I am implementing a LZW algorithm in C++.
The size of the dictionary is a user input, but the minimum is 256, so it should work with binary files. If it reaches the end of the dictionary it goes around to the index 0 and works up overwriting it from there.
For example, if i put in a alice in wonderland script and compress it with a dictionary size 512 i get this dictionary.
But i have a problem with decompression and the output dictionary from decompressing the compressed file looks like this.

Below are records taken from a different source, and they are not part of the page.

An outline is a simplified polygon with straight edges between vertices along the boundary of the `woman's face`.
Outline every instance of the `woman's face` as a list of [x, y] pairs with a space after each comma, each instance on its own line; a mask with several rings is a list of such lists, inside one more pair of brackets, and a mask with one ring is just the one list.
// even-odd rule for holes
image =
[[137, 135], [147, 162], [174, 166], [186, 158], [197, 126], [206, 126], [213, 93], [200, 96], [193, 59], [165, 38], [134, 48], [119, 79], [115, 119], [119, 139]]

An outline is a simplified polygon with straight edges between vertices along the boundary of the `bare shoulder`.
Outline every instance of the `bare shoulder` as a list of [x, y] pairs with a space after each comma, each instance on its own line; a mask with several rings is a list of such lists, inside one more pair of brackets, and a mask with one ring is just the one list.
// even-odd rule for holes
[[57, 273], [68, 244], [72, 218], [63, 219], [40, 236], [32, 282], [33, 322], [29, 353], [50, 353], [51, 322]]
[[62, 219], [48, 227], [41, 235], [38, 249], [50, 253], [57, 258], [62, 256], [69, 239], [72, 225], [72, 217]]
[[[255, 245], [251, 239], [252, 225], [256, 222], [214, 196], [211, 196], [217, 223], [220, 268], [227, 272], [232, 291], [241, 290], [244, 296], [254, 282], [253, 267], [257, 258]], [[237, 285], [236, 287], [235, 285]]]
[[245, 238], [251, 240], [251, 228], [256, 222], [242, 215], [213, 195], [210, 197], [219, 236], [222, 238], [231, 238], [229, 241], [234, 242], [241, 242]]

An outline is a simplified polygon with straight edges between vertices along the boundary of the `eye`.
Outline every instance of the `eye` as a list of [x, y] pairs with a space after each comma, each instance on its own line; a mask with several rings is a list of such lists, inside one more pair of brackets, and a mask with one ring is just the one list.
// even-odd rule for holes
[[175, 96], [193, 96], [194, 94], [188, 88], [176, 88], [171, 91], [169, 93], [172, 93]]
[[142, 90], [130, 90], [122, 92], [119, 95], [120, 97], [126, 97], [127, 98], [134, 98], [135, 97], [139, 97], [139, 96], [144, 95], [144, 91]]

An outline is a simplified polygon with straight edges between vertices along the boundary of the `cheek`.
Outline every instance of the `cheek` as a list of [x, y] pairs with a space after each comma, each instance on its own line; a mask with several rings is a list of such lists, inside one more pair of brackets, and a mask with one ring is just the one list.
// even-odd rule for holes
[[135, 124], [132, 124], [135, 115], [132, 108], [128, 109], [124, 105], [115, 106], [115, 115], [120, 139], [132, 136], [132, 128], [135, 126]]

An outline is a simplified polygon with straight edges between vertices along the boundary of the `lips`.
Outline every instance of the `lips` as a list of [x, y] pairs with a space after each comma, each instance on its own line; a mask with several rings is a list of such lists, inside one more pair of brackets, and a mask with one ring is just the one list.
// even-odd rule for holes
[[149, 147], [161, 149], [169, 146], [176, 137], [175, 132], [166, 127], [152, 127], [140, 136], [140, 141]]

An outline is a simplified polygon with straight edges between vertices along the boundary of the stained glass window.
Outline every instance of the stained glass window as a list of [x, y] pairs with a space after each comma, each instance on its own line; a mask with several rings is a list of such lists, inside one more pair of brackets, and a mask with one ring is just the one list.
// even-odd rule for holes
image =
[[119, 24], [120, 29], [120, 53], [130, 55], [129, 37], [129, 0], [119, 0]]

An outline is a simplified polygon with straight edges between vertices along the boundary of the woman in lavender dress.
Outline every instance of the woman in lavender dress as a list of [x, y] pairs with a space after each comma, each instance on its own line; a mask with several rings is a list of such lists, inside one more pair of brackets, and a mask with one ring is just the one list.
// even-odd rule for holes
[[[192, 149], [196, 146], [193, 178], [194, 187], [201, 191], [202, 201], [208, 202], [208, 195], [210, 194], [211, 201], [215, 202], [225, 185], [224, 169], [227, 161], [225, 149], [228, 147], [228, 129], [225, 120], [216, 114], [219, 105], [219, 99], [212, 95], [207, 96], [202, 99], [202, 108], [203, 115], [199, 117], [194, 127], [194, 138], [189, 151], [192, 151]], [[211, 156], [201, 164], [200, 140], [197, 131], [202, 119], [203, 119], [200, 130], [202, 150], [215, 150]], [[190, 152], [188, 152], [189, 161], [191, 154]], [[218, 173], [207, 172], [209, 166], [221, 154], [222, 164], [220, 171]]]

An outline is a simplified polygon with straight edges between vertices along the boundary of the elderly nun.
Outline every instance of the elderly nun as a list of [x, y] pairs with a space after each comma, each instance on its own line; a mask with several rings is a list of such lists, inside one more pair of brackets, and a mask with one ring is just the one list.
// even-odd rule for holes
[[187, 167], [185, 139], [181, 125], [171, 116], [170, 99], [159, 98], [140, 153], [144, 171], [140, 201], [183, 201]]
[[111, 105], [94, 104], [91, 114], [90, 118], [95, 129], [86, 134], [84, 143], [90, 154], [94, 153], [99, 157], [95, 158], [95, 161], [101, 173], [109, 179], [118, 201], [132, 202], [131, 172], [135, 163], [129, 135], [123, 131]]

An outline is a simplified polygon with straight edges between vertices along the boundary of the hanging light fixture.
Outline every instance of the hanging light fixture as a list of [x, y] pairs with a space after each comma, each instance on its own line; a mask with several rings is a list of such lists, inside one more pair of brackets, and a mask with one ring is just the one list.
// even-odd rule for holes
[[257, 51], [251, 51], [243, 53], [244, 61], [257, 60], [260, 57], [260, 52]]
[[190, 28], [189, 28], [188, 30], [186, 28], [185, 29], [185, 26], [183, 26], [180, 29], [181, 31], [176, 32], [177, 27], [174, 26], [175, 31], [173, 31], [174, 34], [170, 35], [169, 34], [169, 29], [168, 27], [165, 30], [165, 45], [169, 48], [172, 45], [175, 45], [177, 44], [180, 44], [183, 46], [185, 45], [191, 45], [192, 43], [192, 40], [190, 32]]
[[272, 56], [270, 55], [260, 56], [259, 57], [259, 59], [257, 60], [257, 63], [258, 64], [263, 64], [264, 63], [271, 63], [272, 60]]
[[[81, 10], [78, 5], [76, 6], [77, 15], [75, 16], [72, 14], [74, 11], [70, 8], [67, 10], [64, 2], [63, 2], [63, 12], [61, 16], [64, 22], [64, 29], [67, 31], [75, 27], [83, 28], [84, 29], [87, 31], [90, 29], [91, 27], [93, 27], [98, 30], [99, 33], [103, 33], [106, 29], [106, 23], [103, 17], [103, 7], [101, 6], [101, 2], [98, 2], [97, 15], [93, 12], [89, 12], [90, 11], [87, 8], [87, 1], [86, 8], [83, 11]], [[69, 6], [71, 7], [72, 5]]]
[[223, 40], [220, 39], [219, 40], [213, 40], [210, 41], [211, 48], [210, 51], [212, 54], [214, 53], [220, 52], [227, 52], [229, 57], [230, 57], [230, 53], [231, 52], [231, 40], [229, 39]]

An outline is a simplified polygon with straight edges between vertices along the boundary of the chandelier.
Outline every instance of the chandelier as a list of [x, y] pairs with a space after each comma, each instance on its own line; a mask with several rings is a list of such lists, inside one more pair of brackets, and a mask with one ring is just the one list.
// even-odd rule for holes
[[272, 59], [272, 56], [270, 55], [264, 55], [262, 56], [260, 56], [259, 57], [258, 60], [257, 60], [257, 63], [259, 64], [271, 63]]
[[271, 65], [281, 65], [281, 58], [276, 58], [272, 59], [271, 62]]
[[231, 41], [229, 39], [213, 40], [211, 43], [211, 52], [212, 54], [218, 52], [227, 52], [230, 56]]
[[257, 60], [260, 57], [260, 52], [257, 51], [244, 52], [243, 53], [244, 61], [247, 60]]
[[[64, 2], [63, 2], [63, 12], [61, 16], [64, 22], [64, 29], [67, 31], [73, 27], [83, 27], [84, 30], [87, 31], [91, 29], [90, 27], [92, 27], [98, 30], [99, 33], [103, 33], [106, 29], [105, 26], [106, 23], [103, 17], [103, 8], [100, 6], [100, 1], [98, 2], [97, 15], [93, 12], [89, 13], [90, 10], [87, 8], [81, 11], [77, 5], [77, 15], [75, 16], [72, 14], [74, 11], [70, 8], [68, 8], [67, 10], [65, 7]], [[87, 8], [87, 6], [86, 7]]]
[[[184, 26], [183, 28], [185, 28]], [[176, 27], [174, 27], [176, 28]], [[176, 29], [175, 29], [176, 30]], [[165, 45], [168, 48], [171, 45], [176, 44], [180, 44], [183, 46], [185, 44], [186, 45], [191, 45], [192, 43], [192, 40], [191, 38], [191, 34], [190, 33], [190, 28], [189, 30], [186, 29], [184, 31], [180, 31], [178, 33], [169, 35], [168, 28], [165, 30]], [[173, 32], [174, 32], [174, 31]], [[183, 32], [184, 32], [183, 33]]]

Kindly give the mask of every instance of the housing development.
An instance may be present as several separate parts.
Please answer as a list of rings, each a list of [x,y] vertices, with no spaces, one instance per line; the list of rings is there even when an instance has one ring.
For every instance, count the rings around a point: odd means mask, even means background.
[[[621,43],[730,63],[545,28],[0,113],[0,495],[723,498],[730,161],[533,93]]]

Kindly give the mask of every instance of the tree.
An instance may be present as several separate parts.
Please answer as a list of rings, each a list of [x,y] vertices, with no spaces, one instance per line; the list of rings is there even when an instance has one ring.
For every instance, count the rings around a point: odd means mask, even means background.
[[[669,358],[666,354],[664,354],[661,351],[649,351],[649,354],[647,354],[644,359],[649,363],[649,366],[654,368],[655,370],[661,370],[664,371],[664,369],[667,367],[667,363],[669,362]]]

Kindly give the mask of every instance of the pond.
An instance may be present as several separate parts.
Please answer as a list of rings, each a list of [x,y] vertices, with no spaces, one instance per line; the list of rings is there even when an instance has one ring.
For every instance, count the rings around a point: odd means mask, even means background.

And my code for decompressing looks like this
struct dictionary
{
vector<unsigned char> entry;
vector<bool> bits;
};
void decompress(dictionary dict[], vector<bool> file, int dictionarySize, int numberOfBits)
{
//in this example
//dictionarySize = 512, tells the max size of the dictionary, and goes back to 0 if it reaches 513
//numberOfBits = log2(512) = 9
//dictionary dict[] contains bits and strings (strings can be empty)
// dict[0] =
// entry = (unsigned char)0
// bits = (if numberOfBits = 9) 000000001
// dict[255] =
// entry = (unsigned char)255
// bits = (if numberOfBits = 9) 011111111
// so the next entry will be dict[next] (next is currently 256)
// dict[256] =
// entry = what gets added in the code below
// bits = 100000000
// all the bits are already set previously (dictionary size is int dictionarySize) so in this case all the bits from 0 to 511 are already set, entries are set from 0 to 255, so extended ASCII
vector<bool> currentCode;
vector<unsigned char> currentString;
vector<unsigned char> temp;
int next=256;
bool found=false;
for(int i=0;i<file.size();i+=numberOfBits)
{
for(int j=0;j<numberOfBits;j++)
{
currentCode.push_back(file[i+j]);
}
for(int j=0;j<dictionarySize;j++)
{
// when the currentCode (size numberOfBits) gets found in the dictionary
if(currentCode==dict[j].bits)
{
currentString = dict[j].entry;
// if the current string isnt empty, then it means it found the characted in the dictionary
if(!currentString.empty())
{
found = true;
}
}
}
//if the currentCode in the dictionary has a string value attached to it
if(found)
{
for(int j=0;j<currentString.size();j++)
{
cout<<currentString[j];
}
temp.push_back(currentString[0]);
// so it doesnt just push 1 character into the dictionary
// example, if first read character is 'r', it is already in the dictionary so it doesnt get added
if(temp.size()>1)
{
// if next is more than 511, writing to that index would cause an error, so it resets back to 0 and goes back up
if(next>dictionarySize-1) //next > 512-1
{
next = 0;
}
dict[next].entry.clear();
dict[next].entry = temp;
next++;
}
//temp = currentString;
}
else
{
currentString = temp;
currentString.push_back(temp[0]);
for(int j=0;j<currentString.size();j++)
{
cout<<currentString[j];
}
// if next is more than 511, writing to that index would cause an error, so it resets back to 0 and goes back up
if(next>dictionarySize-1)
{
next = 0;
}
dict[next].entry.clear();
dict[next].entry = currentString;
next++;
//break;
}
temp = currentString;
// currentCode gets cleared, and written into in the next iteration
currentCode.clear();
//cout<<endl;
found = false;
}
}
Im am currently stuck and dont know what to fix here to fix the output. I have also noticed, that if i put a dictionary big enough, so it doesnt go around the dictionary (it doesnt reach the end and begin again at 0) it works.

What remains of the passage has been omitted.